Both State and Federal law require healthcare agencies to maintain the privacy of your health information. Health care agencies are required to give you this Notice about privacy practices, legal obligations, and your rights concerning your health information (“Protected health Information” or “PHI”). If you ever have any questions about privacy practices, please contact the office by email at email@example.com. Additional copies of this Notice can be obtained through the website: www.ballardpsych.com
Uses and Disclosures of Protected Health Information (PHI)
Confidentiality is an essential aspect of mental health services. Ballard Psychiatric Associates, PLLC will not disclose any information about your care, including the fact that you are or have been a patient, without your written consent. If you provide written consent, you maintain the right to revoke that permission at any time. The possible legal exceptions to this policy are listed below.
Permissible Uses and Disclosures without Your Written Authorization
1. Where there is reason to suspect the occurrence of abuse or neglect of a child, a dependent adult, or a developmentally disable person.
2. Where there is a clear threat to do serious bodily harm to yourself or others.
3. In a response to a subpoena issued by the Secretary of Heath that is associated with a regulatory complaint.
4. Disclosures for public health activities.
5. Disclosures related to communicable diseases.
6. Health oversight activities including disclosures to state or federal agencies authorized to access PHI
7. If you are involved in some legal action, a court order might require your records.
8. Disclosures for research when approved by an institutional review board.
9. Disclosures to military or national security agencies, coroners, medical examiner, and correctional institutions.
10. In the event of an emergency, emergency personnel or service providers may be given necessary information.
11. In the event of the client’s death or disability, information may be released if the client’s personal or the beneficiary of an insurance policy on the client’s life signs a release authorizing disclosure.
12. In the event you reveal the contemplation or commission of a crime or harmful act.
13. For auditing purposes or state licensing review or as otherwise authorized by law.
14. Your PHI will not be used for marketing or fundraising communications without your written consent.
15. Uses and disclosures other than those described above will only be made with your written authorization. For example, you will need to sign an authorization form before I could send PHI to your attorney. You may revoke any such authorization at any time.
Your Individual Rights
• Right to inspect and copy: You may request access to your medical and billing records maintained by me in order to inspect and request copies of these records. All requests must be made in writing. You have the right to appeal any denials. You may be charged charge a fee for the costs of copying and sending you any requested records.

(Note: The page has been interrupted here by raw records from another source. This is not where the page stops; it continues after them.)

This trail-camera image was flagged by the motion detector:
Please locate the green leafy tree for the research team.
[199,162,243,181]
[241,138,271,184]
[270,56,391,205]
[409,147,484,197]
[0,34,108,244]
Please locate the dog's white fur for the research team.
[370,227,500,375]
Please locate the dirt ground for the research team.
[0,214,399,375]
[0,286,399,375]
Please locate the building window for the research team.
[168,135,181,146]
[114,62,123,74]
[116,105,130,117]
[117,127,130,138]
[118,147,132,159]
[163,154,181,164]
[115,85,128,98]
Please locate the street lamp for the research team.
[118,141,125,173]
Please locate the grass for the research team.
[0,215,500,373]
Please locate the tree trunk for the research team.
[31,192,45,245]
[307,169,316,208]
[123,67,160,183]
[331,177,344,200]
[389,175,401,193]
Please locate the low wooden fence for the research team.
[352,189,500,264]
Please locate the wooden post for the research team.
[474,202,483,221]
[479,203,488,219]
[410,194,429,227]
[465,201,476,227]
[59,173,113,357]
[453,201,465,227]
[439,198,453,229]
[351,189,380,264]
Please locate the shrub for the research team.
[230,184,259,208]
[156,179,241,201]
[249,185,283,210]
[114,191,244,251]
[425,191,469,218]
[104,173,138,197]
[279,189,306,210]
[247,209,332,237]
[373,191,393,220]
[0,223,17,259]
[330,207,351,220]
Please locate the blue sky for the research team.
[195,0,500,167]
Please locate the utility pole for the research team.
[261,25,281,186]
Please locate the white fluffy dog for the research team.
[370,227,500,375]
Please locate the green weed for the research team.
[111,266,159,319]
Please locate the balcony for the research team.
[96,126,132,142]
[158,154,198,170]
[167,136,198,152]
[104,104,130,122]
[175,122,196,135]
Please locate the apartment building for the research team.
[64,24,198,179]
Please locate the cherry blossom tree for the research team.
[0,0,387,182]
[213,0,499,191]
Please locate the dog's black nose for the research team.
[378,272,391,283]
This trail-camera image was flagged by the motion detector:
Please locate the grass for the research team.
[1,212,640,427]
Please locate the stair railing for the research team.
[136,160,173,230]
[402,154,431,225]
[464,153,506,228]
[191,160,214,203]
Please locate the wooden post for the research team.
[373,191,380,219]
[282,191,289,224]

• Right to alternative communication: You may request any reasonable written request for you to receive alternative means of communication or at alternative locations.
• Right to request restrictions: You have the right to request restrictions on certain uses and disclosure of your healthcare information used for treatment, payment, or operations.
• Right to request amendment: You have the right to request that your PHI be amended. Your request must be in writing and your request may be denied under certain circumstances.
• Right to obtain notice: You have the right to obtain a copy of this Notice by contacting the office directly or through accessing the website at www.ballardpsych.com
Question and complaints: If you believe your privacy rights have been violated, you may file a complaint in writing with Ballard Psychiatric Associates, PLLC, and/or with the Secretary of the Department of Health. You will not be retaliated against for filing such a complaint. You may contact the Dept. of Health at 360-236-4700, or by writing to Washington State Department of Health, Health Systems Quality Assurance, PO Box 47850, Olympia, WA 98504-7850. You can access information on acts of unprofessional conduct online at http://www.legal.wa.gov/wsladm/rcw.htm. You may also file written complaints with the Director, Office for Civil Rights of the US Department of Health and Human Services.
Ballard Psychiatric Associates, PLLC is required by law to abide by the terms of this document, though it is legally allowed to change the terms, and to make the provisions of any modified version effective for all healthcare information provided. You may request that a modified version be given to you or you may access a current electronic version through the website: www.ballardpsych.com.